Интенсивность боев нарастала. Снова к этому участку приковано внимание страны. У нас, корреспондентов, много работы. В это время из «Гранита» в «Аметист» приходит телеграмма. В ней всего три слова: «Выезжаю привет Фадеев». Все мы уже полюбили его, подружились с ним. Телеграмма вызвала в «Белом доме» всеобщий подъем. Но тут требуется пояснить, почему именно в «Белом доме». Наш корреспондентский корпус передислоцировался в деревню Ново-Бридино, в здание старой, еще земской постройки, начальной школы — ветхое, серое от времени и непогоды. Вот эта-то школа почему-то и значилась на плане штабного коменданта под шикарным названием «Белый дом».

Вся пресса ютилась в огромном классе, разгороженном шкафами и нами же самими сколоченными из горбыля переборками. Класс этот делили с нами пожилая, очень больная учительница и несколько колхозных семейств, втиснувшихся сюда вместе с детьми после того, как гитлеровцы, отступая, сожгли их избы. Сюда-то и прикатил к нам снова Фадеев. И опять полный впечатлений. На этот раз он успел по дороге заехать в дивизион реактивной артиллерии. С ним вместе выезжал на обстрел неприятельских скоплений. От реактивщиков перебрался к летчикам-истребителям на их секретный аэродром, замаскированный на лесной поляне.

— …Веселый народ.
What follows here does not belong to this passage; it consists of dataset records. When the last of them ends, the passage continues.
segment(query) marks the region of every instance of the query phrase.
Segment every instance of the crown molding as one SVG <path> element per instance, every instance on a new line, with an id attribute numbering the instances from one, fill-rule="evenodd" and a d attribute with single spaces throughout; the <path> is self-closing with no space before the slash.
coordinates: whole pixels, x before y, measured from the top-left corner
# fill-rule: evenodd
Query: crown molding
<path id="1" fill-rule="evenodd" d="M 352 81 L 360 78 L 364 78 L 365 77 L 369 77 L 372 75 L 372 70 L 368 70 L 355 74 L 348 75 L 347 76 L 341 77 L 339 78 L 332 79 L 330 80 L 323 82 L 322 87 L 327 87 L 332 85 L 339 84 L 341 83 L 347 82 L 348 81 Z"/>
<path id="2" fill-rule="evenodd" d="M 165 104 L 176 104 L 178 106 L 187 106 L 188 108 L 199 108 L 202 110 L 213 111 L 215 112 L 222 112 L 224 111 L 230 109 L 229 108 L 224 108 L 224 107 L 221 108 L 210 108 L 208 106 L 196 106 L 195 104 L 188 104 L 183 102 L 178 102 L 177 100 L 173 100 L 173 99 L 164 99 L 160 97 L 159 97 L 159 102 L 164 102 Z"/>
Жизнерадостность гигантская! — увлеченно рассказывал он нам. — Вы знаете, хлопцы, у них правило: если собьешь самолет к обеду, к положенным наркомовским ста граммам военторг добавляет от себя полтораста за наличный расчет. Поэтому победитель, возвращаясь, делает над военторговским сарайчиком круг или два — сигнализирует начальнику военторга Раппопорту: «Готовь угощение!» Это у них называется «потрещать над Раппопортом». Что, могуче? Да, да, да! — он награждает себя большой порцией рассыпчатого смеха. — Потрещать над Раппопортом!.. Прошу в корреспонденции не вставлять, уже использовано.
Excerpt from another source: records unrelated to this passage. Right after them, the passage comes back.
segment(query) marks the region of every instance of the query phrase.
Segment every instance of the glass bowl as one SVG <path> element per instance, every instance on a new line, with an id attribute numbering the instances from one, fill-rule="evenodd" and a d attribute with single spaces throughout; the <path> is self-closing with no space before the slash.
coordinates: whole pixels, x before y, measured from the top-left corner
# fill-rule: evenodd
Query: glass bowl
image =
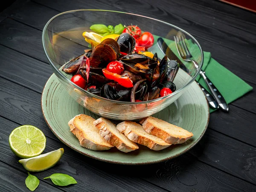
<path id="1" fill-rule="evenodd" d="M 177 87 L 175 92 L 156 99 L 138 102 L 115 101 L 101 97 L 71 82 L 72 76 L 65 73 L 61 69 L 65 63 L 84 53 L 84 49 L 89 49 L 88 44 L 82 35 L 83 32 L 92 31 L 90 27 L 94 24 L 115 26 L 119 23 L 126 26 L 131 23 L 137 25 L 142 31 L 152 34 L 154 37 L 154 44 L 148 51 L 157 52 L 160 58 L 164 55 L 156 44 L 157 38 L 159 36 L 163 38 L 178 56 L 174 44 L 174 37 L 177 33 L 181 33 L 198 67 L 181 60 L 189 72 L 187 73 L 180 68 L 174 81 Z M 198 42 L 182 29 L 157 19 L 112 11 L 82 9 L 58 14 L 52 18 L 44 26 L 42 40 L 44 51 L 54 73 L 70 96 L 92 112 L 117 120 L 131 120 L 149 116 L 173 103 L 198 75 L 204 60 L 203 51 Z"/>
Все, даже наша соседка, учительница, целыми днями печально сидевшая у окна в плетеном дачном кресле, улыбаются. Хромой колхозник Егор Васильевич, наш общий друг, мастер на все руки, точно в бочку бьет: «Хо, хо, хо!»

Едва забрезжил рассвет, как Фадеев уже разбудил меня:

— Пора, старина, проспишь Великие Луки…

И вот мы уже на месте. Город дрожит от непрерывной канонады. Он затянут дымами пожарищ. В западной части освобождены целые районы. По дороге мы узнаем, что передовые батальоны дивизии полковника Кроника прорвались в нескольких местах к набережной реки Ловать. Это новость.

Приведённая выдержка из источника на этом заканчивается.